Rāma è chiamato anche Rāmachandra, poiché il suo colore è splendido e luminoso come quello di Chandra, la luna. I racconti delle sue avventure datano a partire dal V secolo a. C.; si parla di lui nel “Vana Parva”, parte del Mahabharata, dove si racconta dell’uccisione del re demone Ravana, che aveva rapito Sita. Rama e Sita rappresentano la coppia nata per essere unita, e che deve attraversare il dramma della separazione e patire la lotta per riunificarsi, come lo spirito umano.

Il suo grande viaggio epico è raccontato invece nel Rāmayana, il primo poema epico della letteratura sacra dell’India. La storia di Rama è ancora oggi recitata durante un ciclo di feste che coincide con il passaggio dalla stagione umida alla stagione secca, nel nostro mese di ottobre. “A chiunque reciti le imprese di Rama, il racconto assicura lunga vita, procura fama, accresce la forza, affranca da ogni male; leggendo e meditando questo racconto, meritorio per chi lo ascolta e per chi lo recita, l’uomo si libera da ogni pena.” Rāmayana

Rāma probabilmente è un condottiero realmente esistito che diventa eroe e successivamente è considerato un Dio. È la figura più virtuosa della mitologia indù e il suo comportamento, i suoi pensieri, la sua coerenza verso ciò che ha scelto ricordano a tutti gli esseri umani il valore del dharma, il retto comportamento.

Rāma è un esempio di realizzazione di tutte le migliori virtù di un essere umano. “Perfetto” è il termine che viene in mente se pensiamo a lui e alle sue caratteristiche. Ma “perfetto” significa spesso “irraggiungibile”, “lontano” e queste non sono le sue caratteristiche, tutt’altro. Rāma è un ideale al quale ogni essere umano può puntare, proprio perché desidera essere un esempio delle virtù migliori che noi possiamo raggiungere.

Rāma è un tutt’uno con la sua sposa Sita: lei ha le sue stesse caratteristiche di perfezione e completezza ed è la loro unità che indica la strada da percorrere, un orizzonte sia mistico sia materiale verso il quale tendere.
Rāma, e Sita con lui, è una divinità alla quale possiamo pensare di avvicinarci: sembra ricordarci – ed è questa la sua funzione più preziosa, oggi – che le caratteristiche divine sono quelle che gli uomini possono raggiungere, per la maggior pace di ognuno e del mondo.

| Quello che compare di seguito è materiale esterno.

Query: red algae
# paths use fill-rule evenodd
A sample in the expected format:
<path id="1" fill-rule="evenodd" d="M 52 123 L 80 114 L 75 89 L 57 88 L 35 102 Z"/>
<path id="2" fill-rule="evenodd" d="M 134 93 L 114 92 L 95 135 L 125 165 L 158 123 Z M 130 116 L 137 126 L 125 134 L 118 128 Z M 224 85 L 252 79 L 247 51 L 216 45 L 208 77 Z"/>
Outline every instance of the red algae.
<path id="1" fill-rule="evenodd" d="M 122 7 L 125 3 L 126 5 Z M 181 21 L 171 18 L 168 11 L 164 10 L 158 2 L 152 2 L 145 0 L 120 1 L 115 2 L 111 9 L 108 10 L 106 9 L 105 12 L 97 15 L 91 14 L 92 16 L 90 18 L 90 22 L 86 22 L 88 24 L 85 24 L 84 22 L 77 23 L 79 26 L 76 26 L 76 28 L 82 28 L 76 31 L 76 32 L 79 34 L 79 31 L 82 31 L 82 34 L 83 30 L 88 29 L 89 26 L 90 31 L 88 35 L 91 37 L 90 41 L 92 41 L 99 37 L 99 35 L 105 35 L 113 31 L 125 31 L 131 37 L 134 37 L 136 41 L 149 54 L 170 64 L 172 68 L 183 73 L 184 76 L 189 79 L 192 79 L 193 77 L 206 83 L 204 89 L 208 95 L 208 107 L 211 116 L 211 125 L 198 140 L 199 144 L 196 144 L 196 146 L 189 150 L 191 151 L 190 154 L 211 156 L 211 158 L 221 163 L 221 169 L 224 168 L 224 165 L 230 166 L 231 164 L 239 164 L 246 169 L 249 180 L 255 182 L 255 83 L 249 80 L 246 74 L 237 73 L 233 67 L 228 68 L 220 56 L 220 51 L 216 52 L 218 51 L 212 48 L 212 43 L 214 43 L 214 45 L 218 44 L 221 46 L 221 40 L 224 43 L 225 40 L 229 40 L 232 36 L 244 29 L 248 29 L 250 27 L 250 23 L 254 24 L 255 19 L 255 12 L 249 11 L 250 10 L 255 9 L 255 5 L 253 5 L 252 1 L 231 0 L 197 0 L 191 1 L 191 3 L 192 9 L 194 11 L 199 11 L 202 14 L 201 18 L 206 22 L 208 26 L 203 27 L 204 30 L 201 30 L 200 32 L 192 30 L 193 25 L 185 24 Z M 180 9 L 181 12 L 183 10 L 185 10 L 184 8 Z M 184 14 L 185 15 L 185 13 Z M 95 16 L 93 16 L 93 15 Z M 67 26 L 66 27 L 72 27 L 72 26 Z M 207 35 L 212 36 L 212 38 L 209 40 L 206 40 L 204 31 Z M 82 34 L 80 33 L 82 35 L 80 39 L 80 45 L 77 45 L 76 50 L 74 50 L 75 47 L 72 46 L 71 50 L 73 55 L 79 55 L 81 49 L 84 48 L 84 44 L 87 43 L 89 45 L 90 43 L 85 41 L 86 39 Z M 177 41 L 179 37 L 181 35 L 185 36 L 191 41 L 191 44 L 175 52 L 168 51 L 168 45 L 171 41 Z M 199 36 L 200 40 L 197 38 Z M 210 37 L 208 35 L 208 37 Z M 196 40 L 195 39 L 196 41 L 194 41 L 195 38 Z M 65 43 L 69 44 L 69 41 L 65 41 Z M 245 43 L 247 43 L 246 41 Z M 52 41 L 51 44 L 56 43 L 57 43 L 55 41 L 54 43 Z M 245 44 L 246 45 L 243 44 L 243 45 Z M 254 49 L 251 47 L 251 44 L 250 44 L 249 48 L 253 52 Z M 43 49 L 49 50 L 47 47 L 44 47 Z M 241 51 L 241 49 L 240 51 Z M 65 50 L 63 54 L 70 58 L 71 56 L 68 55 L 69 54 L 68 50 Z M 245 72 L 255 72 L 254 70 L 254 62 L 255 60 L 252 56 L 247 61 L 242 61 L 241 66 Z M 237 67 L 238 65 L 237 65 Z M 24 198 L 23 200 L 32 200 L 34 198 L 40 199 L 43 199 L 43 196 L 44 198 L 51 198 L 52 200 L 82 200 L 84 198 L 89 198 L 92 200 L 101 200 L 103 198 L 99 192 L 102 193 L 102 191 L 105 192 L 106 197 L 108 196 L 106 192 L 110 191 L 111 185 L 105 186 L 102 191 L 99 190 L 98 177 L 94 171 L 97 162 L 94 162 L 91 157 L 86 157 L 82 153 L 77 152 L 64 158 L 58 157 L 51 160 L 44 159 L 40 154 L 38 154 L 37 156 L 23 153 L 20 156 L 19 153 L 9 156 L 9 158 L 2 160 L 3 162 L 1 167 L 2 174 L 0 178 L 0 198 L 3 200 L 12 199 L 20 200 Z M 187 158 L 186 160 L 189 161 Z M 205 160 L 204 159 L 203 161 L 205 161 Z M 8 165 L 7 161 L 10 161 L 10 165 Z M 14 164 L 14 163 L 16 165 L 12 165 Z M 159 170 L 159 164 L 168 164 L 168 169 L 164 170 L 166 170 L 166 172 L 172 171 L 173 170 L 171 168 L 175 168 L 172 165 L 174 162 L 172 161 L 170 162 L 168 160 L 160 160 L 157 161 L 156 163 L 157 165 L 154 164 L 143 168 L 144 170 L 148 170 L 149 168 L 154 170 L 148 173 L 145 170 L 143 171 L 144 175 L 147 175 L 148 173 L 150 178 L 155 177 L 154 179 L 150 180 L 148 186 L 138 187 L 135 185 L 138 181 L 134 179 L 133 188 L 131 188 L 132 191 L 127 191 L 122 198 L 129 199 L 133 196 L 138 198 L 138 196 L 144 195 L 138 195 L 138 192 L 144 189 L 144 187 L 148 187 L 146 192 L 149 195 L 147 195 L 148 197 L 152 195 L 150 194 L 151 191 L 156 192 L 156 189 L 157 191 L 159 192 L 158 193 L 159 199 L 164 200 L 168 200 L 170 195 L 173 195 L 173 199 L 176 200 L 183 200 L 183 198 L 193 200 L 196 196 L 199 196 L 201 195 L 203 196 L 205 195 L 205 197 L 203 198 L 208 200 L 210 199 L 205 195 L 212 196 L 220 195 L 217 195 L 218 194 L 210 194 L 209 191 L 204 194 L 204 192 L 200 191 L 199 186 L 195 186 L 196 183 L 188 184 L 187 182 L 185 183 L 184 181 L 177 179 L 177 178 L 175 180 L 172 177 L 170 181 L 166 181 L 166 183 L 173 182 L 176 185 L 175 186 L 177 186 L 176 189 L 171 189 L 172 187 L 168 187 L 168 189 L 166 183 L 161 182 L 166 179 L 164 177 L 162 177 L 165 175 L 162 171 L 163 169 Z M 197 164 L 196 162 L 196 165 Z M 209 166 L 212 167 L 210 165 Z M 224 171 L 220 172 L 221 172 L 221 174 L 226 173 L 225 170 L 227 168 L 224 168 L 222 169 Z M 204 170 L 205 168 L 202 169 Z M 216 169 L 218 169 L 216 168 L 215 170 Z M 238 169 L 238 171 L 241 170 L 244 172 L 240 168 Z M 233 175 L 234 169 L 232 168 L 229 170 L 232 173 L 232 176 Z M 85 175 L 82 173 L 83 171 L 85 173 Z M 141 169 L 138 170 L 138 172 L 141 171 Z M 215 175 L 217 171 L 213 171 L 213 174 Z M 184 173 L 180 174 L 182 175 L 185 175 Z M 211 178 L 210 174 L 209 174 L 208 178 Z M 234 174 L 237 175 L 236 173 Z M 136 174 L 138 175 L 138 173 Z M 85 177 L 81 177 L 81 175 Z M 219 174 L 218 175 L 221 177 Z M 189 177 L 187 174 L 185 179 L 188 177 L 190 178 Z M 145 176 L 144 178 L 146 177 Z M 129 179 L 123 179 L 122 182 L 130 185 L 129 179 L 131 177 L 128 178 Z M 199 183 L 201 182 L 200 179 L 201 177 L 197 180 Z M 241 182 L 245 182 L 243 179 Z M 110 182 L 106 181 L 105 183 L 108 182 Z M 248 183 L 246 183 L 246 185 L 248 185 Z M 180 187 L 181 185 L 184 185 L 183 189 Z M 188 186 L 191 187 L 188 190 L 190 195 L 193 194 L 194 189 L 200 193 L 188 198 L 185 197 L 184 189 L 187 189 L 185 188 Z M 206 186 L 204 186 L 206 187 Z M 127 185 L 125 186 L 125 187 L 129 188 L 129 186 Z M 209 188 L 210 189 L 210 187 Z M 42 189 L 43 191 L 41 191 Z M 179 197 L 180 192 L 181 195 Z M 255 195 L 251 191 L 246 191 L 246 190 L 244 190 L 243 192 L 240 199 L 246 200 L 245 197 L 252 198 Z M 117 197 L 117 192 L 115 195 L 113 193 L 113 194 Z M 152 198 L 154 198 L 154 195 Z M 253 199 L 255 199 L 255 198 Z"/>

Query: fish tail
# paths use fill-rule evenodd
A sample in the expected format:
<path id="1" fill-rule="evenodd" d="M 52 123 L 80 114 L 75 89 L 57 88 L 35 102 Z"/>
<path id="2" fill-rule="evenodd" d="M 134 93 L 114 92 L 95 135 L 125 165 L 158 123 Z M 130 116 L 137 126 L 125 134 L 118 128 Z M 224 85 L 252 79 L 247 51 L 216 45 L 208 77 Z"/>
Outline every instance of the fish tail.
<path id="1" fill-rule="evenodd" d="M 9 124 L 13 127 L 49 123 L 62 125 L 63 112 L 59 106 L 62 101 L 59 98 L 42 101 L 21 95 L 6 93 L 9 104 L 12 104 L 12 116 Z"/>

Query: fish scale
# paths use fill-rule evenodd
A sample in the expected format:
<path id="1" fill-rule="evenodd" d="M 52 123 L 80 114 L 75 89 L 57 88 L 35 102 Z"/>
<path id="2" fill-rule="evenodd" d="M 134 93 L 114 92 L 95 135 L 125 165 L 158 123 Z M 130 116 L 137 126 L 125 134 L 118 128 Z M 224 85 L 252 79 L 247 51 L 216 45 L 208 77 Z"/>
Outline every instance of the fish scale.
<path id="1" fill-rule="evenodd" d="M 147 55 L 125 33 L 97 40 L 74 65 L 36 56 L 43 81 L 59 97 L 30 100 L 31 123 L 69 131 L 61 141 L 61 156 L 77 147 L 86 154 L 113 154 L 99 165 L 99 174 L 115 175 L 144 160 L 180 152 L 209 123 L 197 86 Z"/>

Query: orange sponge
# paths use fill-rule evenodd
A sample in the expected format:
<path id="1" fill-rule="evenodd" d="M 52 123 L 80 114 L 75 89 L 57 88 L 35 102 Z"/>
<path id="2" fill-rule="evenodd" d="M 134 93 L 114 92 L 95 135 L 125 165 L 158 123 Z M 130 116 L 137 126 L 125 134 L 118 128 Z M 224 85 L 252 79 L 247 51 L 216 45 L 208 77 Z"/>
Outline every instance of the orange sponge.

Quella di Rāma è una figura fortemente rappresentativa di una cultura specifica, quella indiana, ma contemporaneamente dotata di una grande universalità: parla tutte le lingue dell’anima, di tutte le anime, e invita a realizzare il meglio di sé.

Il mondo dovrebbe ascoltare la voce di Rāma, se vuole superare i suoi problemi: la crisi di identità, la crisi dei popoli, delle nazioni, della politica che giustificano e perpetrano inquinamento, guerra, violazione dei diritti umani, ingiustizia, povertà…

Rāma ci parla di un’identità forte e compassionevole, basata sulla consapevolezza di sé e sul desiderio di incontro con gli altri, per vincere insieme la malvagità e il buio dell’anima. Ci mostra una speranza già realizzata, nella quale il mondo, semplicemente, deve imparare a credere. Rāma, con la sua pelle colore della luna, che ci sorride insieme a Sita, ci dona la fiducia che gli uomini possano far propri il suo coraggio e la sua saggezza.